Market concentration is plaguing South Africa's private healthcare market
For example, the report shows that 70% of the open medical schemes market is controlled by two players – Discovery Health Medical Scheme and Bonitas. The market for restricted medical aid schemes is dominated by the Government Employees Medical Scheme, with a 47% market share. The medical scheme administrators market is controlled by three players, Discovery Health, MMI Holdings and Medscheme. These three have a 70% combined market share.
The situation is no better in the market for private hospitals. Three hospital groups – Netcare, Mediclinic and Life Healthcare – hold 83% of the national market.
The concentration problem in the private healthcare sector is further compounded by integration. Two of the largest medical scheme administrators, Discovery Health and MMI Holdings Limited, and one of the largest hospital groups, Mediclinic, have common ownership.
A market dominated by few players creates an environment in which collusion, abuse of dominance and other anti-competitive conduct can thrive. To remedy the problems identified by the inquiry, addressing the problem of concentration is key. This is because it’s the root cause of other problems affecting the sector.
But sadly there isn’t much that competition authorities can do. The Competition Act empowers competition authorities to take effective remedial actions in cases involving mergers, collusion and abuse of dominance. But not when it comes to concentration. This means under the current law the health care market inquiry won’t result in any effective remedial steps being taken.
But there’s hope. If amendments to the country’s competition law are passed by parliament the law relating to market inquiries will be strengthened. The Bill will empower competition authorities to impose more radical remedies, such as divestiture, to address the problem of concentration. Divestiture would involve, for example, a dominant firm being ordered to sell or dispose of its shares or assets to free up the market.
Can divestiture work?
Divestiture can be a drastic and sometimes controversial remedy. Because of this there’s an acceptance that it be used sparingly and as a last resort. It works best when other remedies have failed.
That’s not to deny divestiture its place in competition law enforcement.
Divestiture orders have been part of competition law enforcement for almost 130 years dating back to 1890 when the world’s first competition statute, the Sherman Act, was passed in the US. Ever since the US has used divestiture to prevent monopolies from happening as well as to loosen the unhealthy grip of one or few firms on the market.
In the 1911 world famous case of Standard Oil Co of New Jersey v United States, the American Supreme Court ordered that Standard Oil be broken up into 34 independent corporations. Standard Oil had monopolised the entire American oil sector.

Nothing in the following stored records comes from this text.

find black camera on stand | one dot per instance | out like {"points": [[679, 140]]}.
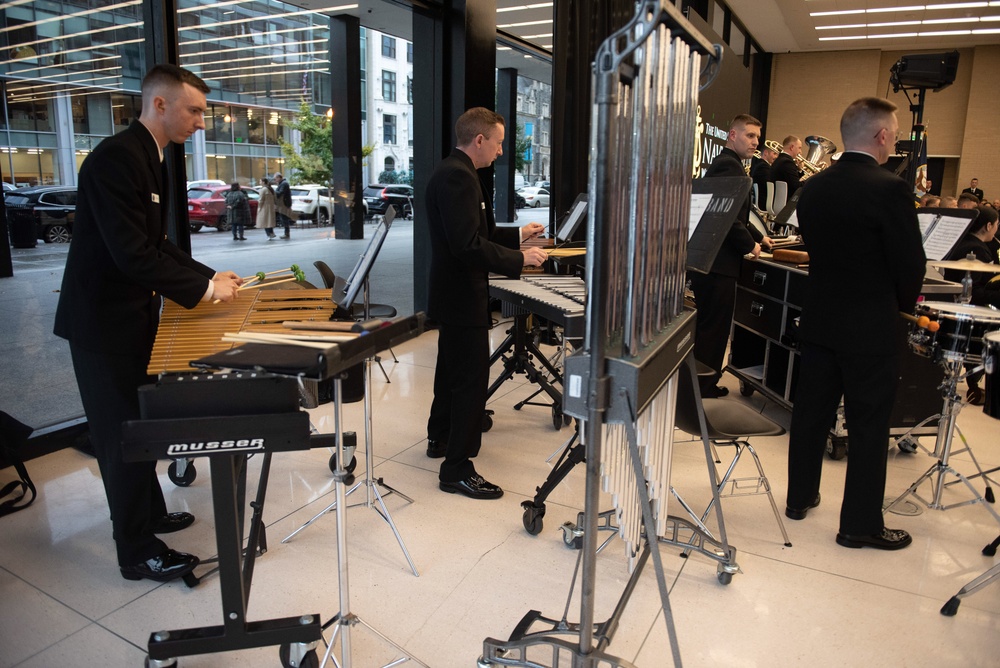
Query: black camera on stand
{"points": [[919, 72]]}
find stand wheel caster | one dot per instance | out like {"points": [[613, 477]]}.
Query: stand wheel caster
{"points": [[351, 465], [533, 518], [836, 447], [185, 478], [154, 663], [951, 607], [309, 659]]}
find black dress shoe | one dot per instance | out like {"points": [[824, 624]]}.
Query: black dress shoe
{"points": [[162, 568], [887, 539], [474, 487], [793, 514], [436, 449], [172, 522]]}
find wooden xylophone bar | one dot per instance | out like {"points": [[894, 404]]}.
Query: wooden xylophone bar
{"points": [[189, 334]]}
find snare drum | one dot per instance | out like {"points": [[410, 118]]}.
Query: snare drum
{"points": [[991, 360], [960, 333]]}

Another prominent case in which the Supreme Court ordered divestiture is United States v Aluminium Company of America . Here the Supreme Court’s remarks about monopoly were more telling:
Possession of unchallenged economic power invariably killed initiative and discouraged thrift.
Recently, in 2000, information technology giant, Microsoft, also received a divestiture order. In that case, United States v. Microsoft Corp, a Judge ruled that Microsoft established an unlawful monopoly and abused its dominance. The judge ordered that Microsoft must be broken down into two separate units, one to produce computer operating systems and the other software components.
This decision was later overturned on appeal. But some observers still believe that divestiture was an appropriate remedy because where anti-competitive conduct is made possible by market power, divestiture may be a suitable remedy.
South Africa should follow the American example by using divestiture to free up concentrated markets when circumstances require.